Jamaica is ready to send soldiers, police to re-establish order in Haiti
SAN JUAN, Puerto Rico — Jamaica’s prime minister said his government is willing to send soldiers and police officers to Haiti as part of a proposed multinational security assistance deployment.
The announcement comes a week after U.N. special envoy for Haiti Helen La Lime said she hoped that the U.N. Security Council would deal “positively” with the pending request from Haiti’s government for international armed forces despite the U.S. and Canada showing no interest.
Jamaican Prime Minister Andrew Holness told the island’s House of
Representatives on Tuesday that he wants to help Haiti and “support a return to a reasonable level of stability and peace, which would be necessary for any inclusive, democratic process to take root.”

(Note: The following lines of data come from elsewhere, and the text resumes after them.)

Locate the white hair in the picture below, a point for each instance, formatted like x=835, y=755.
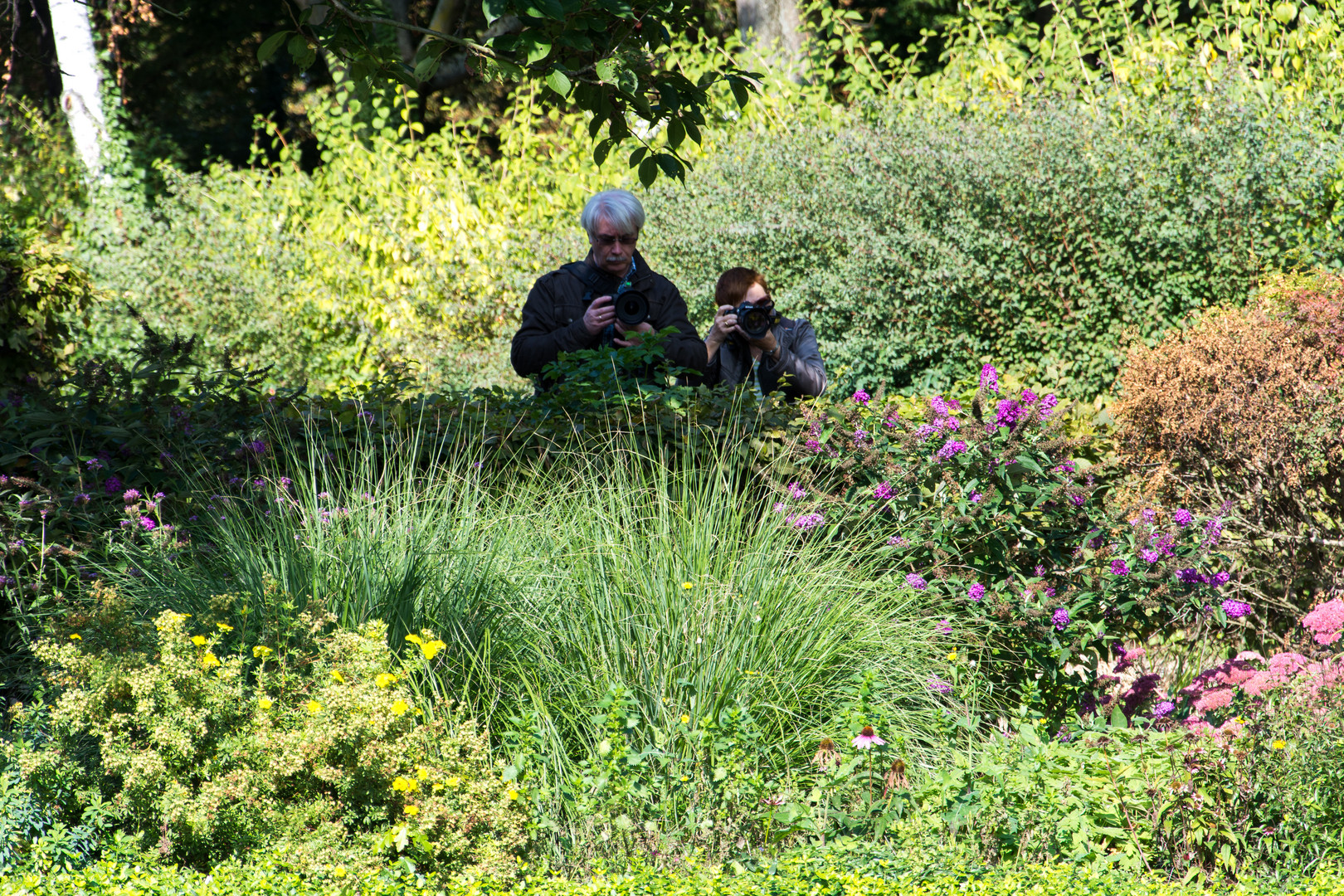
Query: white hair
x=617, y=207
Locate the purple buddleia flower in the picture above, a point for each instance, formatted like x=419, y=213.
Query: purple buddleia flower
x=990, y=377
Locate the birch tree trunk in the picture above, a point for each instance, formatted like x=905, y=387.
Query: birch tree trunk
x=773, y=28
x=81, y=95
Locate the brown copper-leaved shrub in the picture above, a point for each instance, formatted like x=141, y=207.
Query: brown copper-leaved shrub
x=1244, y=410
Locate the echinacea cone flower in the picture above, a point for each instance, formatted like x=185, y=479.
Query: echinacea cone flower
x=895, y=778
x=867, y=739
x=827, y=755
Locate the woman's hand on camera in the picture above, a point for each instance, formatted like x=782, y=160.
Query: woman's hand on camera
x=600, y=314
x=724, y=325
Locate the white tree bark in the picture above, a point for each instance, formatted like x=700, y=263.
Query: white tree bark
x=81, y=95
x=773, y=28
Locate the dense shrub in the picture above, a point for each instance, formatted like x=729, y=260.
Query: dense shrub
x=990, y=507
x=206, y=752
x=1244, y=412
x=1036, y=236
x=42, y=296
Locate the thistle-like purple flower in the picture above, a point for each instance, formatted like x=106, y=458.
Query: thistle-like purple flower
x=867, y=739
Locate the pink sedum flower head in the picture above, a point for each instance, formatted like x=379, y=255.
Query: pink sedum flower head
x=867, y=739
x=1326, y=622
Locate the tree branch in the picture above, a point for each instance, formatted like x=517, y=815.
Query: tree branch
x=446, y=38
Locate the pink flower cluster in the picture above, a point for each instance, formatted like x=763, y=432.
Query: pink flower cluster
x=1250, y=674
x=1326, y=622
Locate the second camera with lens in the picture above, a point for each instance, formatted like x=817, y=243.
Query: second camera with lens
x=754, y=320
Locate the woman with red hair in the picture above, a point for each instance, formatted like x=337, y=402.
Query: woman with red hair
x=782, y=359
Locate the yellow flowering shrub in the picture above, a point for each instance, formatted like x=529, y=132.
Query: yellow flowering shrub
x=210, y=748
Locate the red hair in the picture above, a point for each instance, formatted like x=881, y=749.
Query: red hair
x=734, y=284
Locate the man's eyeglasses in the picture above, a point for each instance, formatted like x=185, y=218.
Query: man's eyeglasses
x=606, y=241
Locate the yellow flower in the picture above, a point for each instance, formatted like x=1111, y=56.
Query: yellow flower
x=431, y=649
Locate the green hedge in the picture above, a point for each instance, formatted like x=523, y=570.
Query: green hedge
x=821, y=876
x=923, y=246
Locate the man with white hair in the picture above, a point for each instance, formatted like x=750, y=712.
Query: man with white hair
x=574, y=308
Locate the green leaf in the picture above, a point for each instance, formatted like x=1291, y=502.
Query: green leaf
x=739, y=91
x=558, y=80
x=539, y=51
x=270, y=45
x=676, y=134
x=1029, y=733
x=671, y=167
x=648, y=173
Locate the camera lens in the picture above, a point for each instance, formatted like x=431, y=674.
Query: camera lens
x=632, y=308
x=754, y=321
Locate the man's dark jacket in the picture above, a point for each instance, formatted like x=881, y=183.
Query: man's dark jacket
x=553, y=317
x=799, y=373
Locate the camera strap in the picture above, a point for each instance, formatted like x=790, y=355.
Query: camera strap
x=593, y=278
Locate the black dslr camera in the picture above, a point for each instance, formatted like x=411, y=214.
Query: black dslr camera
x=632, y=309
x=632, y=306
x=756, y=321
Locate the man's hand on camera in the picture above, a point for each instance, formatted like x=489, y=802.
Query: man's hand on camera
x=600, y=314
x=636, y=334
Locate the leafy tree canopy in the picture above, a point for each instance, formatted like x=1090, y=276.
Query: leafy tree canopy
x=606, y=56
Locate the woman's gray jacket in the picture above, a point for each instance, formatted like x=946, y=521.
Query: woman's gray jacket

The announcement appears to mark the first time that a nation in the Western Hemisphere publicly offers boots on the ground after Haiti’s prime minister and other top officials requested the immediate deployment of foreign troops in early October amid a crippling fuel siege blamed on the country’s most powerful gang.

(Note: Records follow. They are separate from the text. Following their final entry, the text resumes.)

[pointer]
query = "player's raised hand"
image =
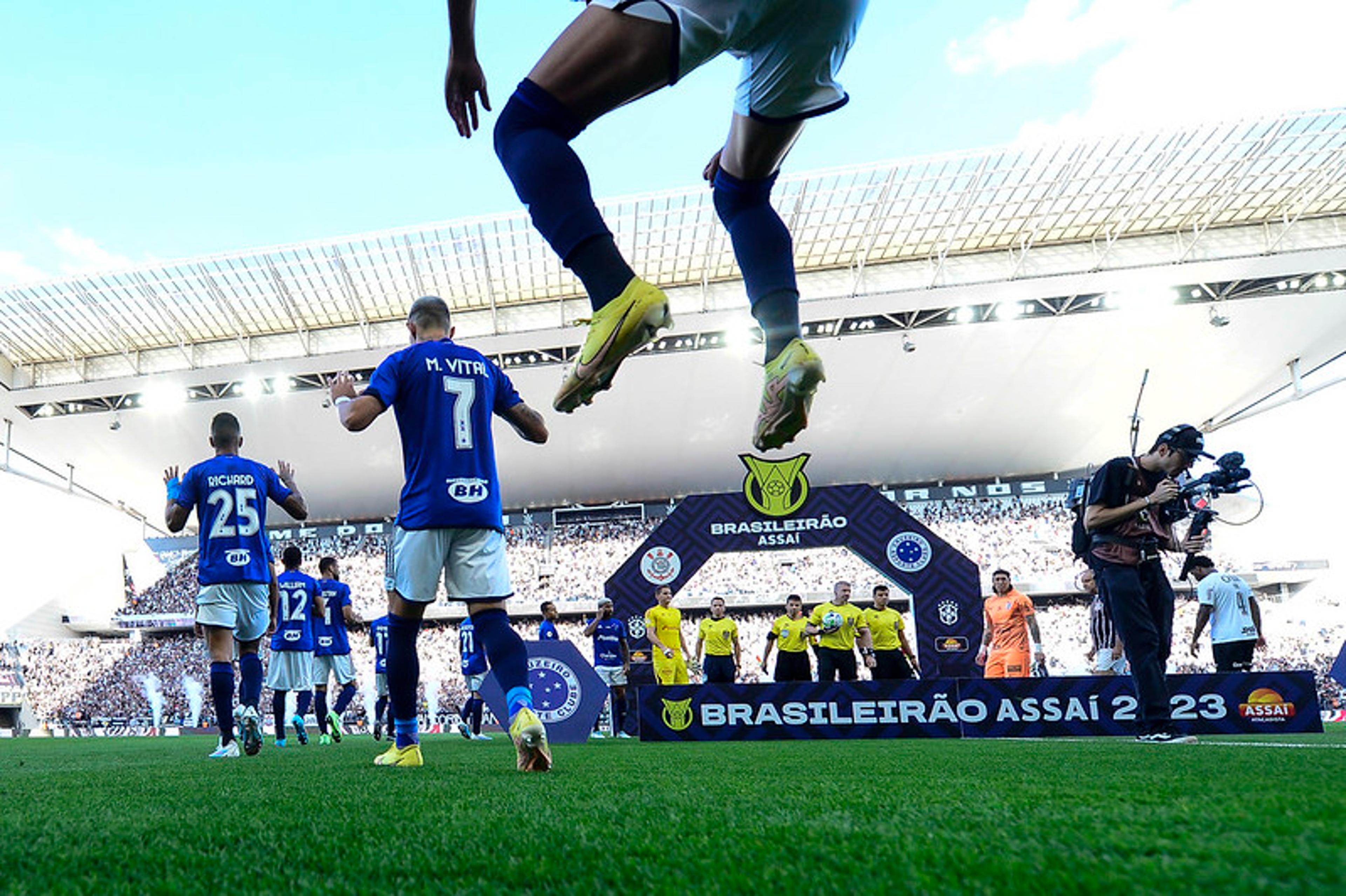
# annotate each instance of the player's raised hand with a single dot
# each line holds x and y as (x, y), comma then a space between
(341, 385)
(463, 83)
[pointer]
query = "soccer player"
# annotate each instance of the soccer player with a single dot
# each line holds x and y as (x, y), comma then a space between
(792, 664)
(379, 641)
(664, 629)
(1106, 647)
(836, 642)
(547, 629)
(237, 597)
(1228, 605)
(617, 52)
(1007, 621)
(293, 644)
(893, 654)
(474, 673)
(719, 637)
(332, 649)
(613, 664)
(449, 523)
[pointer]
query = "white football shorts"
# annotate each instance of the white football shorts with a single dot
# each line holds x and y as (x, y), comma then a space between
(792, 50)
(471, 563)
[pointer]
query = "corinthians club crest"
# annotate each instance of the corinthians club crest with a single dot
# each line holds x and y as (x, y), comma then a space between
(776, 488)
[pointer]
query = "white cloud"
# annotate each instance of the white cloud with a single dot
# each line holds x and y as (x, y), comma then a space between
(1170, 62)
(84, 253)
(15, 270)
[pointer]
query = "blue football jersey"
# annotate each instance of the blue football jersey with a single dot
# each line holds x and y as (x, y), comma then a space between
(229, 494)
(443, 396)
(295, 611)
(379, 634)
(330, 627)
(607, 642)
(474, 661)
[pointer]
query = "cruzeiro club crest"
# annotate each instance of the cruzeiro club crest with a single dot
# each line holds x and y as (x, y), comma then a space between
(678, 713)
(776, 488)
(556, 689)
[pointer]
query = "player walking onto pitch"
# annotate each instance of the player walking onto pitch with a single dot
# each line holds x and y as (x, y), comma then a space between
(379, 641)
(449, 523)
(293, 645)
(332, 649)
(718, 636)
(617, 52)
(613, 664)
(237, 599)
(1007, 621)
(474, 673)
(664, 629)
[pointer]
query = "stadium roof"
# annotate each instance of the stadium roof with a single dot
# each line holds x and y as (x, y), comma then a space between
(1095, 191)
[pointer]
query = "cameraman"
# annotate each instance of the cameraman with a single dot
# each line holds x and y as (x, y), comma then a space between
(1128, 527)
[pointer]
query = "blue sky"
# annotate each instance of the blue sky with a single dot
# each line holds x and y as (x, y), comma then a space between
(150, 131)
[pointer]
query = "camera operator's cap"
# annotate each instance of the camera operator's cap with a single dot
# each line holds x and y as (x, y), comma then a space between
(1186, 439)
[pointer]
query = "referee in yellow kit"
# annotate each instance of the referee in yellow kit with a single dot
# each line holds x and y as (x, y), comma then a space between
(719, 636)
(893, 653)
(664, 629)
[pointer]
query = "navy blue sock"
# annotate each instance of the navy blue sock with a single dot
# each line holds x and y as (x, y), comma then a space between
(532, 142)
(278, 710)
(250, 669)
(321, 711)
(403, 674)
(765, 253)
(601, 268)
(223, 693)
(507, 654)
(477, 715)
(348, 693)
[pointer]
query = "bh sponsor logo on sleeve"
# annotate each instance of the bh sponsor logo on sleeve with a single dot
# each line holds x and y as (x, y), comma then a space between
(776, 488)
(910, 552)
(660, 565)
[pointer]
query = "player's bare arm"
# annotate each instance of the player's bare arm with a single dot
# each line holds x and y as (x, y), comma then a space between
(527, 423)
(463, 80)
(356, 412)
(295, 504)
(176, 516)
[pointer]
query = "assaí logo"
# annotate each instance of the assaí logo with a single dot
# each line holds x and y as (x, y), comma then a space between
(1267, 705)
(776, 488)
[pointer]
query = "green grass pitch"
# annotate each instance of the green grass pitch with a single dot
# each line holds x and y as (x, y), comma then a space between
(1108, 816)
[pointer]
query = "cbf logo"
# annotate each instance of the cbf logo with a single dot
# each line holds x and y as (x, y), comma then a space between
(468, 491)
(678, 713)
(776, 488)
(909, 552)
(556, 689)
(660, 565)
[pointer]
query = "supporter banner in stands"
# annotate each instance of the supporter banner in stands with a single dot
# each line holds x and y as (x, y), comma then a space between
(567, 693)
(779, 510)
(1211, 704)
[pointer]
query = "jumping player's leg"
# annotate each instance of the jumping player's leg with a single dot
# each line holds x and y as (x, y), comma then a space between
(602, 61)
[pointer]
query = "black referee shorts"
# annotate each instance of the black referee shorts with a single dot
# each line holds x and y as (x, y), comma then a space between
(793, 666)
(836, 664)
(1233, 656)
(719, 671)
(892, 665)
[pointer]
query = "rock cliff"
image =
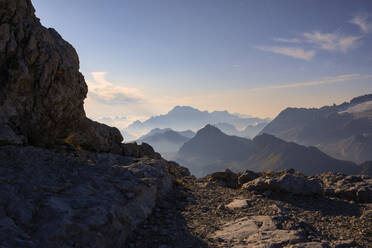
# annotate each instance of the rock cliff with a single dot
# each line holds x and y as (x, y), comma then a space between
(41, 89)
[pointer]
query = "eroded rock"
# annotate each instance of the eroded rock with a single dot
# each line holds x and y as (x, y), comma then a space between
(42, 91)
(353, 187)
(78, 199)
(226, 177)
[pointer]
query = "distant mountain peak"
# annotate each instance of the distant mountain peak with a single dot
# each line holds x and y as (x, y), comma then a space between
(209, 129)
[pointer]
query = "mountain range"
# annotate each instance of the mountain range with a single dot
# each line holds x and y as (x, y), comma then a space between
(166, 141)
(212, 150)
(343, 131)
(188, 118)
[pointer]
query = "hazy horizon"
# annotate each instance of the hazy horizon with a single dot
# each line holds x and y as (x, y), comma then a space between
(142, 58)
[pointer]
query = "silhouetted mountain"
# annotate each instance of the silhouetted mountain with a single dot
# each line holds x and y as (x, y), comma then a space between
(343, 131)
(166, 141)
(249, 132)
(188, 118)
(211, 150)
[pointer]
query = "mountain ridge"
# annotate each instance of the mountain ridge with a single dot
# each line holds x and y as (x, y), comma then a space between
(331, 128)
(211, 150)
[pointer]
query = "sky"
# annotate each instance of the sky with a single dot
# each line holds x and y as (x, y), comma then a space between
(143, 57)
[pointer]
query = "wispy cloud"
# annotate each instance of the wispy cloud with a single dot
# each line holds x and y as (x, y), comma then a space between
(288, 40)
(108, 93)
(294, 52)
(317, 40)
(362, 21)
(327, 80)
(331, 41)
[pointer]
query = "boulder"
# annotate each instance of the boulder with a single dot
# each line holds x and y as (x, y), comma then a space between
(353, 187)
(75, 199)
(285, 182)
(226, 177)
(247, 176)
(42, 91)
(256, 231)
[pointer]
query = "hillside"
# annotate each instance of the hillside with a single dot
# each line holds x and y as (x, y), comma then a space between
(343, 131)
(166, 141)
(211, 150)
(188, 118)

U.N. Secretary-General António Guterres and La Lime have backed Haiti’s plea to no avail.
The U.N. Security
Council has mulled the request but taken no action, opting instead to issue sanctions on people including Jimmy Chérizier, a dominant gang leader and former police officer blamed for masterminding multiple massacres.
“It is our impression that the international community has not yet taken stock of the urgency of the situation that the Haitian people are facing,” Léon Charles, former chief of Haiti’s National Police, said Wednesday during an Organization of American States meeting.
“My country is experiencing one of the most difficult moments in its history,” said Charles, who is Haiti’s permanent representative to the OAS.